I have trained a neural network and I wanted to plot a confusion matrix. I have found the confusion matrix didn’t add up to the accuracy from my calculations. I personally think that I have used the wrong method to load the “true labels”. Are there any better solutions to debug this problem? (I used the image set from directory method from keras)
I used this code to load the ‘true labels’ of my dataset:
y_true = tf.concat(list(train_dataset.map(lambda s,lab: lab)), axis=0) #I’m not sure if it is correct
Were the true labels not provided with the dataset directly?
From the confusion matrix, your correct predictions are really bad (adding all the values on the main diagonal, it’s less than 20%). It’s like your network isn’t learning anything.
But that’s inconsistent with the training accuracy graph, which says the training accuracy is about 65%.
I am aware of the inconsistency. So I suspect there’s something wrong happened when I read the labels. I used the image_set_from_directory method from Keras and I’m not really aware on how it is arranged. Every time I run model.predict( ) the predicted labels are different. Is there any way that I can counter this issue?
It is an in-house dataset that I’ve made myself. I used the keras function to load my images, and it should automatically assign each image to its correct class. But since I use batch training, every time I inspect the labels it shows different values. Are there better strategies for me to extract the labels and build a confusion matrix? I’m open for any suggestions!
If you can share the full code and data (zipped into one file) with me, I can take a look for you.

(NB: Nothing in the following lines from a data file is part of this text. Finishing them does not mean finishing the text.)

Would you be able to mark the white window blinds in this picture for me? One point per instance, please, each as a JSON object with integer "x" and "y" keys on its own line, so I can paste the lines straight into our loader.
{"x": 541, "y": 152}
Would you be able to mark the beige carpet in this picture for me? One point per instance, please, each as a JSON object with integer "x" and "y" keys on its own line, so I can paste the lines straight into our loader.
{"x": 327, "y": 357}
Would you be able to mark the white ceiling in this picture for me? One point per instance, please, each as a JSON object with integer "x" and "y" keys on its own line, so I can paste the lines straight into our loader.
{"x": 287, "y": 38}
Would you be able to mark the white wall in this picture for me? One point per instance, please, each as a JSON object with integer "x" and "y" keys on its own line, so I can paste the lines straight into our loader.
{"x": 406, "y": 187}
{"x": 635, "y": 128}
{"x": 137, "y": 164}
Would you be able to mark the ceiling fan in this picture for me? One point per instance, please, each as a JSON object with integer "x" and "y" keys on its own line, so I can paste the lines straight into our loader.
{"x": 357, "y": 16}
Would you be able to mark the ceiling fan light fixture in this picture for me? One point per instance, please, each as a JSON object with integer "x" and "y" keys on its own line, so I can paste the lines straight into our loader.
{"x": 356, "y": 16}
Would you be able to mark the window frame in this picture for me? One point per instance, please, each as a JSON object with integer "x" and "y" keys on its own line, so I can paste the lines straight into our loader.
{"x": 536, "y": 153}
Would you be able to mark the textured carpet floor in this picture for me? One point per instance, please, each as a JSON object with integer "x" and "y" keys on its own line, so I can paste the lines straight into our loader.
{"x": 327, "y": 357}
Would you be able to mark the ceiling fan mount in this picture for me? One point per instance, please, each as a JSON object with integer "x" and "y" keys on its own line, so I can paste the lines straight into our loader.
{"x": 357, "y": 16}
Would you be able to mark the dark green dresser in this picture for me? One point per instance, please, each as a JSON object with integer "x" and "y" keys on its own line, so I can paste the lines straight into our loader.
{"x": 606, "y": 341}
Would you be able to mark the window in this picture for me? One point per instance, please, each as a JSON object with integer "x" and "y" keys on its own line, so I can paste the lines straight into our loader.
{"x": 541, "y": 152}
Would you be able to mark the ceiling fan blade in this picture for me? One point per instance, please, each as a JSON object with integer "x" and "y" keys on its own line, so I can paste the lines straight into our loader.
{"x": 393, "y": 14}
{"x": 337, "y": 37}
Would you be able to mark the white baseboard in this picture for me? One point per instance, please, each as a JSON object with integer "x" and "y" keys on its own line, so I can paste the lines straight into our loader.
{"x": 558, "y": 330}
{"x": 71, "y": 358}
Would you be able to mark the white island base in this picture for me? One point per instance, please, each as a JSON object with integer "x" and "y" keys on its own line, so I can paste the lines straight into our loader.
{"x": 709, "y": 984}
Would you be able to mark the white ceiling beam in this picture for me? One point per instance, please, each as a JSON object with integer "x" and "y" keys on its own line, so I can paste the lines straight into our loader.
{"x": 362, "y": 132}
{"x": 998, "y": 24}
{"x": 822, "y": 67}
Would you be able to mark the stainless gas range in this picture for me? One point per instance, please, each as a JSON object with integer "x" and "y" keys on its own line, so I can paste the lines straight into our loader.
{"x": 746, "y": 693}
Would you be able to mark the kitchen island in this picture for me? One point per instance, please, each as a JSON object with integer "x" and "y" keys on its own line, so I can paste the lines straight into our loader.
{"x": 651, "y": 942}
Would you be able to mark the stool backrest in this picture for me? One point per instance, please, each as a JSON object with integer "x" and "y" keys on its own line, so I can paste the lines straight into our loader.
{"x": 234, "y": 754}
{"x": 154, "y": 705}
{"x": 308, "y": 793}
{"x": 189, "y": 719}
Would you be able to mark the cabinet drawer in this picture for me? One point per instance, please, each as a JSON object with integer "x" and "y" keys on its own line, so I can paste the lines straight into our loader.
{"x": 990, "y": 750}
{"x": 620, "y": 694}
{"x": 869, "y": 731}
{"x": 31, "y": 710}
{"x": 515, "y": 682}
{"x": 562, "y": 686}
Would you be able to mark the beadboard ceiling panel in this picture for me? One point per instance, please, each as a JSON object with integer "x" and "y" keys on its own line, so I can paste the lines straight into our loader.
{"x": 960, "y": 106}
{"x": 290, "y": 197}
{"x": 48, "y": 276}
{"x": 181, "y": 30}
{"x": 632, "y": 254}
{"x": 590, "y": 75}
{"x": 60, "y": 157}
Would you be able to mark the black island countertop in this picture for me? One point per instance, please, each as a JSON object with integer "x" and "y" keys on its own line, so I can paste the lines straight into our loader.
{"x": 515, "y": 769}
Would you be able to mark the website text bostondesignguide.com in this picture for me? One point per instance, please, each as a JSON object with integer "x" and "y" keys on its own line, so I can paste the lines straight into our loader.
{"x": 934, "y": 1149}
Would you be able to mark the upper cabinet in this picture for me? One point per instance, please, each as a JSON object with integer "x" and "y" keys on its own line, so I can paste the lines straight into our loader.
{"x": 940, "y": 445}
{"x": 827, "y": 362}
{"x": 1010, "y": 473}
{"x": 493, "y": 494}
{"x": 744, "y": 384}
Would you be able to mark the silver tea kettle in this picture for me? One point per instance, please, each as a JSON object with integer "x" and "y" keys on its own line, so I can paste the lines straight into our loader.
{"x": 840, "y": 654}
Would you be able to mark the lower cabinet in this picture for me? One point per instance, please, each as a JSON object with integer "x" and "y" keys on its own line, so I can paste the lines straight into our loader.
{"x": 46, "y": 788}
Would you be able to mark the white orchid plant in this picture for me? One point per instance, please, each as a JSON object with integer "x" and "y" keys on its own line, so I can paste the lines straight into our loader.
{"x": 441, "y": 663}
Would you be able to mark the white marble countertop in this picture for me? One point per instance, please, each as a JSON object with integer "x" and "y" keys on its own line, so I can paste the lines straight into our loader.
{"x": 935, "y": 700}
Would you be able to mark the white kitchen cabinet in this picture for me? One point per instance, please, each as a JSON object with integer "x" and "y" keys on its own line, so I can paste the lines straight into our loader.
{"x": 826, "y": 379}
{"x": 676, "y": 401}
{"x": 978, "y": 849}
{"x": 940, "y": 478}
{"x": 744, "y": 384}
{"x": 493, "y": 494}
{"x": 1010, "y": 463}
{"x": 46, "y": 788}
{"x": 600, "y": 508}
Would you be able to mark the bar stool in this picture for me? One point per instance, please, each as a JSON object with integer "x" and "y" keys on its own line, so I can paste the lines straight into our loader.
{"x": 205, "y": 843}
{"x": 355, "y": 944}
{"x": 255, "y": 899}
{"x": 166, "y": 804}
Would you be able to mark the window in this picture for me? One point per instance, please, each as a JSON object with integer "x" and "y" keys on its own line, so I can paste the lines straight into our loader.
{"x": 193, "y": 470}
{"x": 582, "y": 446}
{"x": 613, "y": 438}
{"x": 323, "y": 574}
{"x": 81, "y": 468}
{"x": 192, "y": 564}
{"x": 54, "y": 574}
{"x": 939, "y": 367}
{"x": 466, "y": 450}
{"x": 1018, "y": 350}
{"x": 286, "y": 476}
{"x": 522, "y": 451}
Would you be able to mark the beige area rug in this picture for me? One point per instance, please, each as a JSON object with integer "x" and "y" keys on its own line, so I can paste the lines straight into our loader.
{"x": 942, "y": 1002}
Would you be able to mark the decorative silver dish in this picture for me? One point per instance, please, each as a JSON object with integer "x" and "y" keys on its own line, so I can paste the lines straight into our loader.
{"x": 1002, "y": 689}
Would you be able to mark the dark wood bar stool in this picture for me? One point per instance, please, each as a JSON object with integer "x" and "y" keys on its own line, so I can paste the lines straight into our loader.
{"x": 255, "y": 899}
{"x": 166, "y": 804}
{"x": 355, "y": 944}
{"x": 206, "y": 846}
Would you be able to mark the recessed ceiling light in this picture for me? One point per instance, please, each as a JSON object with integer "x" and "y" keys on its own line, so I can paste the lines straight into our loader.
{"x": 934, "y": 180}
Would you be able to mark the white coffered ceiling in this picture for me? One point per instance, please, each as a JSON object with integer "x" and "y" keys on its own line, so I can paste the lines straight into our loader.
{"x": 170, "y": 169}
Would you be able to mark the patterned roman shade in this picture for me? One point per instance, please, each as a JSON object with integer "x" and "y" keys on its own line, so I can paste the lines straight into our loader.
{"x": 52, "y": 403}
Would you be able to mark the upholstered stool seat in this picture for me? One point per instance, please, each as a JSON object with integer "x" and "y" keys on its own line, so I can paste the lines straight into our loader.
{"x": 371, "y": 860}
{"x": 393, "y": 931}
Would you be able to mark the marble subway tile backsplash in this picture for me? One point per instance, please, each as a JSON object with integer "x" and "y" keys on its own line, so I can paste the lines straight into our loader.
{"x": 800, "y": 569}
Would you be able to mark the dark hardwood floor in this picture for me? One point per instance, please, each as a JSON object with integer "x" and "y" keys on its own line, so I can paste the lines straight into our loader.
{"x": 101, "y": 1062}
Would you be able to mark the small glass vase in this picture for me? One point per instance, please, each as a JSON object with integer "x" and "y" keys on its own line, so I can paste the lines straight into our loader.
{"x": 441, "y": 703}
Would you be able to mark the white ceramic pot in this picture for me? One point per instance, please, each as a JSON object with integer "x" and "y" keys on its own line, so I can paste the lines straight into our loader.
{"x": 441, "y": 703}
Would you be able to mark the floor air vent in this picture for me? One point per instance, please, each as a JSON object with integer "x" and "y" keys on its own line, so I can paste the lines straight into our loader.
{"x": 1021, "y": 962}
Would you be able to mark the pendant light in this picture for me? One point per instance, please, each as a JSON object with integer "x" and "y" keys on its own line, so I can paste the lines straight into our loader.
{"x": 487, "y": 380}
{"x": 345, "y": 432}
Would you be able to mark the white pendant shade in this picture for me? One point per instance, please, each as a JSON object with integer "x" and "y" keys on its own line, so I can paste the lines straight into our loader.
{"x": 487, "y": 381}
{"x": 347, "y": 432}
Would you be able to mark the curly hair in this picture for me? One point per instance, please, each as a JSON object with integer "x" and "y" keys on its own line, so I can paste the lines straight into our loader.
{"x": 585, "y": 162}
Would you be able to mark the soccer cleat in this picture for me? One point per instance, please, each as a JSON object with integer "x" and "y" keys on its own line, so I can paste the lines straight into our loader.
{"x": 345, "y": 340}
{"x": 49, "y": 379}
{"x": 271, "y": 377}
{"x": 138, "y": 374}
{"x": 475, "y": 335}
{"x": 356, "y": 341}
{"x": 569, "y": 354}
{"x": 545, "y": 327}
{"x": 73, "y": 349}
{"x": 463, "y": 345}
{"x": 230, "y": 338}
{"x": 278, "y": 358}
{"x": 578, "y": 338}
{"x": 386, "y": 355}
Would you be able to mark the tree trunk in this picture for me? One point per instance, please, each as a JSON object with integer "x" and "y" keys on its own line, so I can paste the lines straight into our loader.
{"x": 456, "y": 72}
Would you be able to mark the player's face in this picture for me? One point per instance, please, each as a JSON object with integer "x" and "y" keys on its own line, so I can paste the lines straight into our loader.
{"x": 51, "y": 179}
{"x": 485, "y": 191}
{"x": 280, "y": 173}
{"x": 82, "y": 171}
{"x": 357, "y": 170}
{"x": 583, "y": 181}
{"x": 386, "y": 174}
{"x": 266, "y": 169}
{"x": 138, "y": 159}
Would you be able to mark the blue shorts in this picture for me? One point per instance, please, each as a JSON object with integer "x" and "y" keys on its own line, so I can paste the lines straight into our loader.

I suggest to share code on Git (you may set it to a private repo and add me to it - my handle is rmwkwok). No preference on data, but if you share via Google Drive, my handle is rmwkwok.
I will be available in the following 20 minutes, otherwise, I can look at it again after 2 or 3 hours. It will be more efficient for both of us if everything is ready
Btw, @Chiang_Yuhan, if there is any reason you don’t want to share your data, you can tell me, and perhaps you can replace it with some public multiclasses data and rerun your notebook on it?
Let me know if you have any difficulties uploading the data. We can make it happen together.
Because I cannot see it, but if you indeed have uploaded it, please share some screenshots here so that I can help figure out what happened. There must be some misunderstanding.
Because your observation had precisely explained that!
The first time you ran train_dataset to generate the y_pred, it had ordered the samples in one way; but then in the second time to generate y_true, it had ordered them in a different way, so y_pred and y_true will not match.
Anyway, here come two questions:
Why is the ordering random?
How to make sure y_pred and y_true match?
I suppose you, again, know how to find out the answers?